Les risques concurrentiels découlent souvent d’un vol de données à grande échelle, bien que dans ce cas il s’agisse généralement de propriété intellectuelle et de secrets industriels plutôt que d’informations sur les clients ou les employés. La sensibilité d’une entreprise à ce risque est considérée comme particulièrement critique pour le secteur de la défense ou l’industrie pharmaceutique par exemple.

Enfin, le non-respect de conformité est un risque, passible de sanctions pénales dans certains pays, qui s’est intensifié depuis la création du RGPD en 2018 et du droit de la propriété intellectuelle dans le monde entier. Comprendre les exigences de déclaration et le détail des définitions, des seuils et des délais peut s’avérer extrêmement difficile, en particulier pour ceux qui opèrent à l’international.

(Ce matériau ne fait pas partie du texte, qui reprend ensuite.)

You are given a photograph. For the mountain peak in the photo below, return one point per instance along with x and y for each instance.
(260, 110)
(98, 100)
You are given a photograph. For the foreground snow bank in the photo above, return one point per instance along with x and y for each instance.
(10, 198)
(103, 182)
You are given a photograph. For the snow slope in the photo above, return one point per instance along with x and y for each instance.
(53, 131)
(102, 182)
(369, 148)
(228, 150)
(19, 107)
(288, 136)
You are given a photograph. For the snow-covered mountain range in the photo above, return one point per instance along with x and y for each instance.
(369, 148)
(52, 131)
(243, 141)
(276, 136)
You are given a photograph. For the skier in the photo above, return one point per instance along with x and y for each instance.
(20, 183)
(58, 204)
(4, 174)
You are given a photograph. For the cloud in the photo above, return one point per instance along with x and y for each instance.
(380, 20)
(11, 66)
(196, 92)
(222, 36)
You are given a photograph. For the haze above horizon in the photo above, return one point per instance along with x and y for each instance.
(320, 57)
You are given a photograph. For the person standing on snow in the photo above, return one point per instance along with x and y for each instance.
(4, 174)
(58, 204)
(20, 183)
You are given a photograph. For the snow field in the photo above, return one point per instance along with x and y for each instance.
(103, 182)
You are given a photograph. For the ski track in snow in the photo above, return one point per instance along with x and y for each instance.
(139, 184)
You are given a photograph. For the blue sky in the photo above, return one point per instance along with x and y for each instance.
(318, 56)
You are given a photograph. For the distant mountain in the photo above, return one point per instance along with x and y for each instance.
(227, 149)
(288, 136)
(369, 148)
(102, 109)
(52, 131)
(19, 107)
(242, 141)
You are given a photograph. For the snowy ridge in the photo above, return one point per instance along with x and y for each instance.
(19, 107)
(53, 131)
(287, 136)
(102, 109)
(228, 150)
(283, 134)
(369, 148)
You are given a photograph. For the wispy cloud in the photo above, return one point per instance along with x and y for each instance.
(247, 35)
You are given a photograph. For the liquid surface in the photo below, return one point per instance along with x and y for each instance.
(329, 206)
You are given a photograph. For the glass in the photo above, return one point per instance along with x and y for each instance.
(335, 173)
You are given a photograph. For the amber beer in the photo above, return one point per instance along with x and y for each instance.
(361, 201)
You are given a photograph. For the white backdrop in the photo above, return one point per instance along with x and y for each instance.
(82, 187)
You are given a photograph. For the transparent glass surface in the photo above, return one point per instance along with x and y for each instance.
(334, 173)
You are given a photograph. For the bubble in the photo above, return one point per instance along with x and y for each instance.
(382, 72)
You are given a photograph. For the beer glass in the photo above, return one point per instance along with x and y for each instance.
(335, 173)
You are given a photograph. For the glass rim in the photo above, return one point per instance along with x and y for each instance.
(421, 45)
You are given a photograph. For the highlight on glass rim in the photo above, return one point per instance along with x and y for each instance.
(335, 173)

Le renseignement n’en est qu’à ses débuts. Alors qu’une stratégie d’intelligence peut faire une énorme différence dans la prise de décision des entreprises, le renseignement coûte aussi parfois des millions de dollars pour produire des rapports que personne ne lit. Transformer le renseignement en calcul de risques pour l’entreprise n’est pas facile. Dans les cinq catégories susmentionnées, une deuxième réflexion sera souvent nécessaire pour que les conseils d’administration se demandent : « et donc ? », d’autant plus que les tactiques des acteurs de la menace ne cessent d’évoluer. Mais il est essentiel d’élaborer des exposés de risques convaincants qui répondent aux exigences des dirigeants et pèsent dans la balance pour se démarquer de la concurrence.